Re: Thinking about Delegating Decisions about Policy
Sean Whitton writes ("Re: Thinking about Delegating Decisions about Policy"):
> The idea that Policy should always lag behind practice is something that
> I find very difficult to assess. If you are thinking of Debian as a
> large number of people furiously innovating at the borders and
> exchanging ideas with each other in the form of uploads, then it makes
> complete sense.
Uploads are a rather blunt instrument for communication :-).
> My current strategy, when
> - it seems like something is important and should be changed, but
> - it has not yet been implemented in the archive, or
> - in some other sense lacks a clear consensus,
> is to refer the case to the T.C.
> I think your suggestion is that in at least some such cases we should
> lower our standards for what is required for a clear consensus? If so,
> am I right in thinking this would not actually require any changes to
> the Policy Changes Process?
I'm not sure exactly what you mean by "has not yet been implemented".
I am going to assume you mean "most packages have not yet been
updated", not that no packages have been changed, or the underlying
core implementation is missing, or something.
I don't recognise "has not yet been implemented in the archive" as
"[a] sense [in which X] lacks a clear consensus".
I think the fact that most packages in the archive have not been
updated to have change X does *not* mean there is not rough consensus
in the project that change X is usually a good thing. It often means
that the bulk of the project hasn't thought about it, or that the
change is just part of our ongoing backlog of outstanding work.
Having a clear document, with authoritative status, saying that X is
usually a good thing, and how precisely X should be done, is immensely
valuable to making X actually happen, and happen well.
Furthermore, if we make recommendations that X should *usually* be
done, then in most cases only very *rough* consensus is needed.
People who disagree that X should be done in a particular case, or at
all, can not do it.
So what I am suggesting is that the policy editors should cease to
treat "many packages do not yet do X" as a reason to delay
recommending that packages should do X.
> > Additionally I think the formal proposer/seconder scheme can be
> > awkward. Again I think the policy editors adopted it because they
> > didn't want to be in the line of fire when difficult decisions are
> > being made, and perhaps because they didn't want to try to become
> > experts in everything. But it means that uncontroversial changes can
> > languish.
> Do you (or anyone else) have any concrete ideas for simplifying the
> proposer/seconder scheme, without significantly reducing the oversight
> on changes, even uncontroversial ones?
I would suggest instead that for changes which the policy editors
like and which seem likely to be uncontroversial, the policy editors
would publish a notice giving a deadline for comments/objections.

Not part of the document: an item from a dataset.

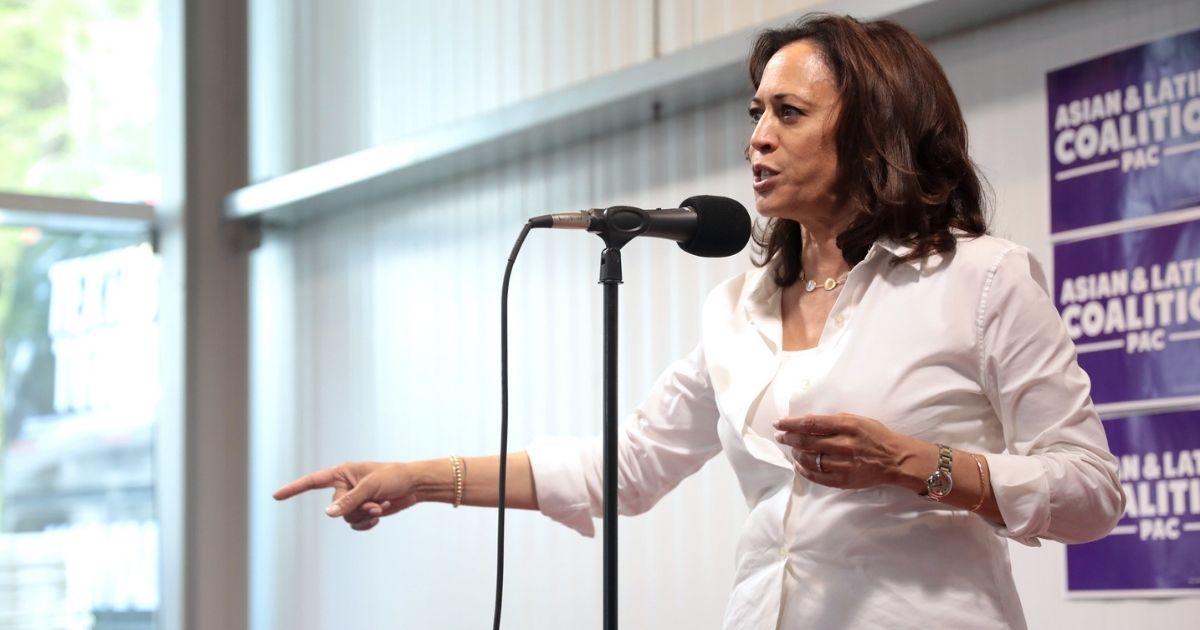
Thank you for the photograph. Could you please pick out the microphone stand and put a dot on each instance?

Probably the notice would be sent to some announce list, and also CC'd
to any roles that seem specifically implicated or interested.
Possibly for small changes and normative clarifications they could be
bundled up into a digest and sent to d-d-a.
Another idea would be to make it easier to revert or suspend a change
which turns out to be controversial. You could say that a change will
be reverted if, in the opinion of the policy editor, an
post-promulgation objection is made which raises a substantial issue
that ought to be dealt with.
While vacillation is undesirable, making it easier and less socially
costly to handle mistakes, will make it easier to make changes.